L’analyse a permis d’identifier plusieurs facteurs influençant ces indicateurs. Le type d’élevage joue un rôle prépondérant : les poules élevées en cages enrichies présentent moins de dermatites plantaires que celles élevées au sol. En revanche, les systèmes en volières semblent augmenter le risque de lésions sternales. La lignée génétique est également un élément clé ; les poules rousses, plus massives, subissent moins de lésions sternales mais sont plus sujettes aux dermatites plantaires comparées aux lignées blanches. L’âge des animaux a aussi été pris en compte : après 90 semaines, une diminution des lésions sternales est observée, suggérant qu’une gestion attentive peut permettre de prolonger le cycle de vie des animaux sans compromettre leur bien-être.
La saisonnalité a également été identifiée comme un facteur de risque. Les mois d’automne et d’hiver voient une augmentation des cas de dermatite plantaire, principalement due aux difficultés accrues de gestion de l’humidité de la litière durant ces périodes. L’étude souligne qu’aucun système d’élevage n’est exempt de défis, mais insiste sur le rôle déterminant de la gestion des exploitations dans la réduction des problèmes de bien-être.

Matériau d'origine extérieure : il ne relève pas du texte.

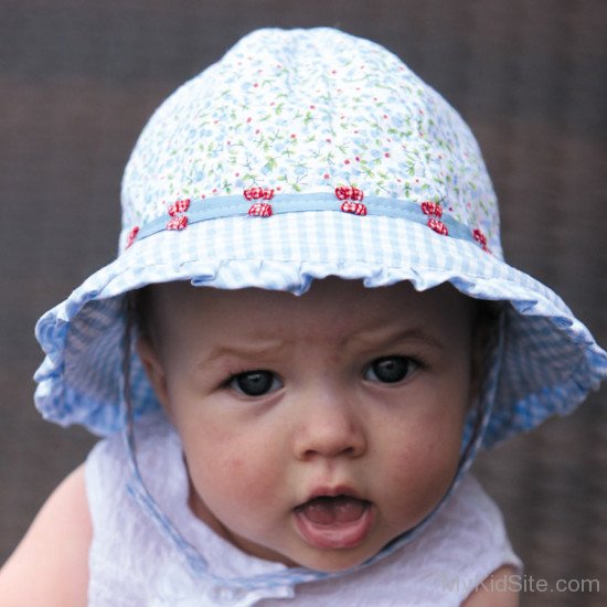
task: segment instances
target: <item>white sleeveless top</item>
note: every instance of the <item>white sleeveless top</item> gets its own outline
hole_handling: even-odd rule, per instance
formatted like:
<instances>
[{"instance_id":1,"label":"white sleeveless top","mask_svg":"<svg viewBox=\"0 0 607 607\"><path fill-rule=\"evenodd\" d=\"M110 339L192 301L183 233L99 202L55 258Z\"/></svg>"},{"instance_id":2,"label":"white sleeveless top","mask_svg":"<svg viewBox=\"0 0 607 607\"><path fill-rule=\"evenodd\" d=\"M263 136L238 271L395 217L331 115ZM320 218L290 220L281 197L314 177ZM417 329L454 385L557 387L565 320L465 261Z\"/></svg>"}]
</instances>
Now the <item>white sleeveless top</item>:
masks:
<instances>
[{"instance_id":1,"label":"white sleeveless top","mask_svg":"<svg viewBox=\"0 0 607 607\"><path fill-rule=\"evenodd\" d=\"M243 553L188 507L179 437L161 416L137 433L146 487L183 537L219 577L252 577L288 568ZM402 549L352 575L270 589L234 589L196 576L175 544L127 491L128 456L120 436L96 445L86 461L93 520L88 605L92 607L458 606L491 572L521 567L500 511L468 476L428 525Z\"/></svg>"}]
</instances>

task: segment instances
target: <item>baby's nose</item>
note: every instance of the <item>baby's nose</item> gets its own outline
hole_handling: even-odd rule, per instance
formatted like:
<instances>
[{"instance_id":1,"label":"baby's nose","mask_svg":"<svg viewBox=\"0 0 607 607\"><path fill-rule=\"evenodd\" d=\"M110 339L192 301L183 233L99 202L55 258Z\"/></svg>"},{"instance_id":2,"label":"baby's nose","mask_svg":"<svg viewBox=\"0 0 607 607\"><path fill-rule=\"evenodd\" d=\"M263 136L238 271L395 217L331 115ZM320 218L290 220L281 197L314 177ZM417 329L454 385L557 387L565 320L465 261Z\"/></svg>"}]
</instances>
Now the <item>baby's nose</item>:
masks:
<instances>
[{"instance_id":1,"label":"baby's nose","mask_svg":"<svg viewBox=\"0 0 607 607\"><path fill-rule=\"evenodd\" d=\"M360 457L366 449L366 428L355 403L342 395L309 396L301 404L295 438L298 459Z\"/></svg>"}]
</instances>

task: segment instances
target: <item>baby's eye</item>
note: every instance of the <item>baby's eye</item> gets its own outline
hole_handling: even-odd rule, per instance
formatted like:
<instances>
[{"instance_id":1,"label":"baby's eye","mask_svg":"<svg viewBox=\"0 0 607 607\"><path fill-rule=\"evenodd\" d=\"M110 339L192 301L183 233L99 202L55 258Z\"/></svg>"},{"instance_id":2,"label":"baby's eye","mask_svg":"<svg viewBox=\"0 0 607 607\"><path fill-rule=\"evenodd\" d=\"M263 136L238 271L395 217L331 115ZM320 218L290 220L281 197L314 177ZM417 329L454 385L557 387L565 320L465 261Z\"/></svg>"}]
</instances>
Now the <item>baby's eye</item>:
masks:
<instances>
[{"instance_id":1,"label":"baby's eye","mask_svg":"<svg viewBox=\"0 0 607 607\"><path fill-rule=\"evenodd\" d=\"M382 356L366 368L364 379L394 384L411 375L418 366L417 362L407 356Z\"/></svg>"},{"instance_id":2,"label":"baby's eye","mask_svg":"<svg viewBox=\"0 0 607 607\"><path fill-rule=\"evenodd\" d=\"M227 385L246 396L263 396L283 387L280 380L271 371L246 371L234 375Z\"/></svg>"}]
</instances>

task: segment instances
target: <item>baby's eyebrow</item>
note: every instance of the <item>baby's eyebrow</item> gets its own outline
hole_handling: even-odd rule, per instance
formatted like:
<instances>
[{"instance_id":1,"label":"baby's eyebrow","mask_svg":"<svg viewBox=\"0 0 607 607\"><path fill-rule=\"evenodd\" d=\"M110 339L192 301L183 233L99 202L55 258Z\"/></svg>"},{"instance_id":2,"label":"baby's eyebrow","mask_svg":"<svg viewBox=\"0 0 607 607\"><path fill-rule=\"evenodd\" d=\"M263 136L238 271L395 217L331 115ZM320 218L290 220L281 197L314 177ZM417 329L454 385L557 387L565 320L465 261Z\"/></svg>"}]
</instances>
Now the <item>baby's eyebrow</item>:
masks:
<instances>
[{"instance_id":1,"label":"baby's eyebrow","mask_svg":"<svg viewBox=\"0 0 607 607\"><path fill-rule=\"evenodd\" d=\"M418 342L430 348L445 350L447 344L440 339L440 334L435 334L432 330L423 327L408 327L406 329L386 328L386 330L374 330L361 332L352 336L351 341L360 342L365 347L398 344L403 342Z\"/></svg>"},{"instance_id":2,"label":"baby's eyebrow","mask_svg":"<svg viewBox=\"0 0 607 607\"><path fill-rule=\"evenodd\" d=\"M200 361L201 365L209 365L221 361L222 359L264 359L269 355L276 355L285 349L286 342L283 340L264 341L262 343L235 343L222 344L213 348L204 359Z\"/></svg>"}]
</instances>

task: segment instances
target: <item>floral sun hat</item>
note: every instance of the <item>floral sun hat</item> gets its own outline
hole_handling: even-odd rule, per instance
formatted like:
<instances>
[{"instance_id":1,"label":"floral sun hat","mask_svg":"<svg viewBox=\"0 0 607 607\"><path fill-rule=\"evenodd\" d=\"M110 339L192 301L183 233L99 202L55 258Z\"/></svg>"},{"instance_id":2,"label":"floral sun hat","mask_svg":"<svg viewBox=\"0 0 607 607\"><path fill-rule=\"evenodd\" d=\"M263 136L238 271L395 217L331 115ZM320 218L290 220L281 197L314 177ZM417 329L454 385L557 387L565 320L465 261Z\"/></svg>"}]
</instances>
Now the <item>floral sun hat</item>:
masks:
<instances>
[{"instance_id":1,"label":"floral sun hat","mask_svg":"<svg viewBox=\"0 0 607 607\"><path fill-rule=\"evenodd\" d=\"M260 30L164 102L123 182L117 259L36 328L42 415L121 429L126 307L141 286L302 294L449 281L504 305L479 445L571 412L607 354L550 289L507 265L496 196L460 116L385 49L331 29ZM131 350L127 350L129 356ZM130 360L136 415L159 407Z\"/></svg>"}]
</instances>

Cette recherche valorise l’abattoir comme un véritable « observatoire épidémiologique ». Il constitue une plateforme essentielle pour le suivi et l’amélioration continue du bien-être animal. Les recherches futures s’orienteront vers le développement de systèmes automatisés utilisant la vision par ordinateur pour une évaluation à grande échelle de ces indicateurs.